The method we use to tackle this issue is to detach the ECS service from the load balancer. (Note: Unfortunately, if you already have an existing ECS service running with the attached load balancer, you will have to re-create the service to alter the configuration).

This brings us back to return to the original flow:

By receiving a SIGTERM signal, the application can terminate all in-flight connections gracefully and shut itself down properly. (Note: In Java, a SIGTERM handler can be added with Runtime.addShutdownHook.)

So far, so good. We now have full control of the connection closure process. But since we have detached the ECS service from the ALB, we need a way to route and balance traffic to the service tasks. There are multiple ways to implement that. The choice depends on your infrastructure schema. For example, if you use EC2 launch type for your service and host your instances in the auto-scaling group, the auto-scaling group itself can be attached to the load balancer. Another approach would be to use a DNS service discovery so that tasks can be accessed throughout an internal domain name and ECS can handle the registration/deregistration of a task in the service discovery registry. Though this second approach looks promising, there is no easy way to route traffic from ALB to a domain name, and most likely you will have to introduce an intermediate proxy (something like Nginx) to route the traffic, and that will make your infrastructure even more complex.
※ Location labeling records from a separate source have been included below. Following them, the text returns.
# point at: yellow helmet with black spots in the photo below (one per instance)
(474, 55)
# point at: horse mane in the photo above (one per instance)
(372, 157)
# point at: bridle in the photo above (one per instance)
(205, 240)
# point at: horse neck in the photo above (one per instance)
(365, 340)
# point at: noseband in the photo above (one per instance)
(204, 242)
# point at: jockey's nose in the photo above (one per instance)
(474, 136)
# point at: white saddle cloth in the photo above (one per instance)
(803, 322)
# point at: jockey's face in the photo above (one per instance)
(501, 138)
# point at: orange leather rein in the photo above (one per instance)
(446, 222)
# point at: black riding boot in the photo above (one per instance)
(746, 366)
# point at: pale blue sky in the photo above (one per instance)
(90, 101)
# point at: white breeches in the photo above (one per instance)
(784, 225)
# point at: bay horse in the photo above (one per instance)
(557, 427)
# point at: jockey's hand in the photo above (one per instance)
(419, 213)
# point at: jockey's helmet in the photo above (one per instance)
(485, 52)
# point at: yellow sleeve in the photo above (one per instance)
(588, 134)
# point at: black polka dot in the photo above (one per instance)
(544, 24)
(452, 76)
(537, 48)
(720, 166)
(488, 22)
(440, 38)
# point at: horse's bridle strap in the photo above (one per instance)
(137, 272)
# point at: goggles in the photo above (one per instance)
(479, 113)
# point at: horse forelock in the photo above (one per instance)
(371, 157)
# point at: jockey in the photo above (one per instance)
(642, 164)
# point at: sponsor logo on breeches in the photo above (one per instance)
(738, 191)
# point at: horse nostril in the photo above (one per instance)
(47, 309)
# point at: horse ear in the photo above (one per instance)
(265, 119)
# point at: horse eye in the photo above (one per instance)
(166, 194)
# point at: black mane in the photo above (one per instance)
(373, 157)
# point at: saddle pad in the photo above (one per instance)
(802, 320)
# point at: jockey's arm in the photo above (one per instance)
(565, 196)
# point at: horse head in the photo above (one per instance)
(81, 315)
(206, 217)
We’ve come a long way and now have managed to get the balanced traffic to our application. But we do not want to route traffic to unhealthy or stopping tasks. To make sure we avoid doing so, we should look closely at those tasks. Once a SIGTERM is received, a stopping task has to turn off the health check endpoint and fail all health check requests for that load balancer to move the stopping target to the unhealthy state. It will require a wait of at least UnhealthyThresholdCount * HealthCheckIntervalSeconds (according to health check settings) before the load balancer considers the instance to be unhealthy and stops routing traffic to it. It might be a good idea to wait even longer, as that will effectively introduce the connection-draining feature to the shutdown process. (Pay attention to ECS_CONTAINER_STOP_TIMEOUT, which has a default value of 30 seconds but can be increased up to 10 minutes.)

We’re almost there, but there is one more thing to address. By detaching the load balancer from the ECS, the service task no longer gets killed and restarted by failing the load balancer health check (as was the case for the native service load balancing). Luckily this functionality can be easily added using the container health check (as configured in a task definition).
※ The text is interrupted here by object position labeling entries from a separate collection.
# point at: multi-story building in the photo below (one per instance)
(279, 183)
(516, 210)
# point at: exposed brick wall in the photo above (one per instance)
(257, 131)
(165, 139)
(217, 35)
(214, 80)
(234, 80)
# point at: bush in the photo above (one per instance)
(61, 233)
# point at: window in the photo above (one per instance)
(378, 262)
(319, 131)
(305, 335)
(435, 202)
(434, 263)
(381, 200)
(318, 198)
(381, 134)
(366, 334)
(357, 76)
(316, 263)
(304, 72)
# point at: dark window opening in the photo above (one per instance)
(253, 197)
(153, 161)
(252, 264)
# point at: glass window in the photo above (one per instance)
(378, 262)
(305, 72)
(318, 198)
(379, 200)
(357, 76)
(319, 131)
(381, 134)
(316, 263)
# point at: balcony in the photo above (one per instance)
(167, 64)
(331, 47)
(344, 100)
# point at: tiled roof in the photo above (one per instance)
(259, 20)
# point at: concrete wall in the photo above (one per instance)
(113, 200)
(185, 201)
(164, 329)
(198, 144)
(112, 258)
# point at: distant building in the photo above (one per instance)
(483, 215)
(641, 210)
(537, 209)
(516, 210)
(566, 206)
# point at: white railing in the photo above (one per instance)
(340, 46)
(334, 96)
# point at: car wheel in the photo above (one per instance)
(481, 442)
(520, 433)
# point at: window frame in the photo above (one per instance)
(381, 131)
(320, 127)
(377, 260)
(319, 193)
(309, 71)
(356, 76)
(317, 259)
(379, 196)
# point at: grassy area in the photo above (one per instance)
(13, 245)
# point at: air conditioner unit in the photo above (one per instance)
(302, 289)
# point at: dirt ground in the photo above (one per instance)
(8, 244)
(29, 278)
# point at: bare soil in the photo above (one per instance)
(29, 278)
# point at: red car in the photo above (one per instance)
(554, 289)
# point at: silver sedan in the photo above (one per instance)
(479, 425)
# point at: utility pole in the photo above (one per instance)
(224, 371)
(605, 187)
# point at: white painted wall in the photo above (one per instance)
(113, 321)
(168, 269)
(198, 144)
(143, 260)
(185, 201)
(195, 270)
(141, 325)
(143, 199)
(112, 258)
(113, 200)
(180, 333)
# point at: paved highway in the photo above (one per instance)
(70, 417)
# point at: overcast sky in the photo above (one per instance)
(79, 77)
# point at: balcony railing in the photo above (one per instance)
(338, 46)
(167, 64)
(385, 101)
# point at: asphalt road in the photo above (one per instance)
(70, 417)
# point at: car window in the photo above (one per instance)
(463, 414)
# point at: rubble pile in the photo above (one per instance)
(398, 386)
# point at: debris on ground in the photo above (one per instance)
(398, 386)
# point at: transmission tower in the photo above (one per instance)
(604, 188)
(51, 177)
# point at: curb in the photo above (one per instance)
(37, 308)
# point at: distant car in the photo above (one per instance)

Using this setup, we have full control over the application shutdown process, which allows us to handle connections termination on the application side.

Conclusion

In this article, we examined in depth the Amazon ECS service update flow and reviewed the pros and cons for some of the workarounds which may help in non-standard scenarios. This is a window into one method by which Grammarly can smoothly update our product applications to consistently deliver high-quality writing support to our millions of users.